Mit der - vom FG wegen grundsätzlicher Bedeutung der Sache zugelassenen - Revision rügen die Kläger die Verletzung materiellen Rechts.
Entscheidungsgründe
Die Revision führt zur Aufhebung der Vorentscheidung und zur Zurückverweisung der Sache an das FG. Die Frage, in welchem Umfang die von den Klägern geltend gemachten Zinsaufwendungen als Betriebsausgaben abgezogen werden können, läßt sich noch nicht abschließend beurteilen, da es hierzu noch einer weiteren Sachaufklärung durch das FG bedarf.
1. Zinsaufwendungen sind Betriebsausgaben (§ 4 Abs. 4 EStG), wenn die Zinsen für eine Verbindlichkeit geleistet werden, die durch den Betrieb veranlaßt ist und deshalb zum Betriebsvermögen gehört. Die Zugehörigkeit einer Verbindlichkeit zum Betriebsvermögen richtet sich danach, ob mit den Darlehensmitteln betrieblich veranlaßte Aufwendungen getätigt wurden. Werden Darlehensmittel dagegen nur teilweise für betriebliche Zwecke, teilweise aber für außerbetriebliche Zwecke verwendet, so darf die Darlehensverbindlichkeit nur in dem der Verwendung des Darlehens für betriebliche Zwecke entsprechenden Umfang als Betriebsvermögen behandelt werden (Beschluß des Bundesfinanzhofs - BFH - vom 4. Juli 1990 GrS 2-3/88, BFHE 161, 290, BStBl II 1990, 817).

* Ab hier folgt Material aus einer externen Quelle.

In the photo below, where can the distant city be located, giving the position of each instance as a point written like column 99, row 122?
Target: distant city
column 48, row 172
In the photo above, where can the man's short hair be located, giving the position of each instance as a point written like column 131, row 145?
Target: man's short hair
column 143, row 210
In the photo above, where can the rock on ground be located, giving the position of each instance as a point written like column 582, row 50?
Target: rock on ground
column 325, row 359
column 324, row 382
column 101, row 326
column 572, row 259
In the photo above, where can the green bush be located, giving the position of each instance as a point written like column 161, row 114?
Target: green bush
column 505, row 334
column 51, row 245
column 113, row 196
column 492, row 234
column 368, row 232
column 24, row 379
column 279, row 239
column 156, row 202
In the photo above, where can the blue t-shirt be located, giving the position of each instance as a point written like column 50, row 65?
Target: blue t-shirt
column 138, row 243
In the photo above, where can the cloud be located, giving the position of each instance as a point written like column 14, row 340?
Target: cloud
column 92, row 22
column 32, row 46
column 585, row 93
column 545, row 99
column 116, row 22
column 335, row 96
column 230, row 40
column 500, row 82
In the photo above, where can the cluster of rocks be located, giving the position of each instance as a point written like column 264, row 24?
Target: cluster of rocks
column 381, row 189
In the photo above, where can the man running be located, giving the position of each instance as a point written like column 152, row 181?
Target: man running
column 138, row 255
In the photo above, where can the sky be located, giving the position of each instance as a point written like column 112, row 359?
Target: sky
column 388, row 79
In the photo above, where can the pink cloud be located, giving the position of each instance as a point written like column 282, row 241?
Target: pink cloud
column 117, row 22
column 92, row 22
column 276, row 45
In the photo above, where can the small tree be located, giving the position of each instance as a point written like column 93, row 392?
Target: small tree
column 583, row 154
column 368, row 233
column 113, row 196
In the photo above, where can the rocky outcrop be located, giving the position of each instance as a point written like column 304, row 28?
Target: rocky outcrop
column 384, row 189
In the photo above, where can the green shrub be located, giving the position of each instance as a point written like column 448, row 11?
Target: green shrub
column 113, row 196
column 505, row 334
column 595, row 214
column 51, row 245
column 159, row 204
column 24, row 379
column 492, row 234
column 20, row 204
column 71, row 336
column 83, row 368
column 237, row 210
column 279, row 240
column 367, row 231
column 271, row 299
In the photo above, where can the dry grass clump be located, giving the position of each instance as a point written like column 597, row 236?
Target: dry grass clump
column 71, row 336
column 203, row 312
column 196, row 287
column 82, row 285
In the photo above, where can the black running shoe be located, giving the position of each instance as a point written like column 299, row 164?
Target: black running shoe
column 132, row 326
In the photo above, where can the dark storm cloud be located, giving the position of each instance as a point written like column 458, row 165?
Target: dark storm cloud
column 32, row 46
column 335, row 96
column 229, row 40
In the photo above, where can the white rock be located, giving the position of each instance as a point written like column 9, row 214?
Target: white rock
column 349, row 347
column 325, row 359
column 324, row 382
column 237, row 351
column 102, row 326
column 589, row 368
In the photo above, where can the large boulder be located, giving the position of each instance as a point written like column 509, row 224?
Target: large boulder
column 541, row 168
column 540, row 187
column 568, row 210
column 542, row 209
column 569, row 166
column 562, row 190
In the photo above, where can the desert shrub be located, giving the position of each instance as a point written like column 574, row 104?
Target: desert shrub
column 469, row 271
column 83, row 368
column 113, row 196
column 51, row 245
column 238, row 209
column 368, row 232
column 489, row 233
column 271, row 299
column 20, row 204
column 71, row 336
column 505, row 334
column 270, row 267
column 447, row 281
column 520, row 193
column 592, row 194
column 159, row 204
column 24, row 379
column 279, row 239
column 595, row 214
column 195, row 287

Aus dem Umstand, daß für die Zuordnung von Schulden und Schuldzinsen ausschließlich der tatsächliche Verwendungszweck eines Kredits maßgebend ist, ergibt sich weiter, daß es unbeachtlich ist, ob der Steuerpflichtige mit Darlehen finanzierte Aufwendungen durch eigene Mittel hätte bestreiten können oder ob der Betrieb über aktives Betriebsvermögen oder stille Reserven verfügt, die zur Deckung von Betriebsschulden herangezogen werden können (BFH-Beschluß in BFHE 161, 290, BStBl II 1990, 817; Urteil vom 23. Juni 1983 IV R 192/80, BFHE 139, 50, BStBl II 1983, 725; Beschluß vom 23. Juli 1986 I B 25/86, BFHE 147, 416, BStBl II 1987, 328). Demgemäß ist die betriebliche Veranlassung von Schuldzinsen unabhängig davon zu beurteilen, ob das Kapitalkonto des Steuerpflichtigen positiv oder negativ ist. Der für die Zuordnung einer Schuld zum Betriebsvermögen maßgebende Verwendungszweck der Kreditmittel wird demnach nicht dadurch beeinflußt, daß das Kapitalkonto des Betriebsinhabers negativ ist.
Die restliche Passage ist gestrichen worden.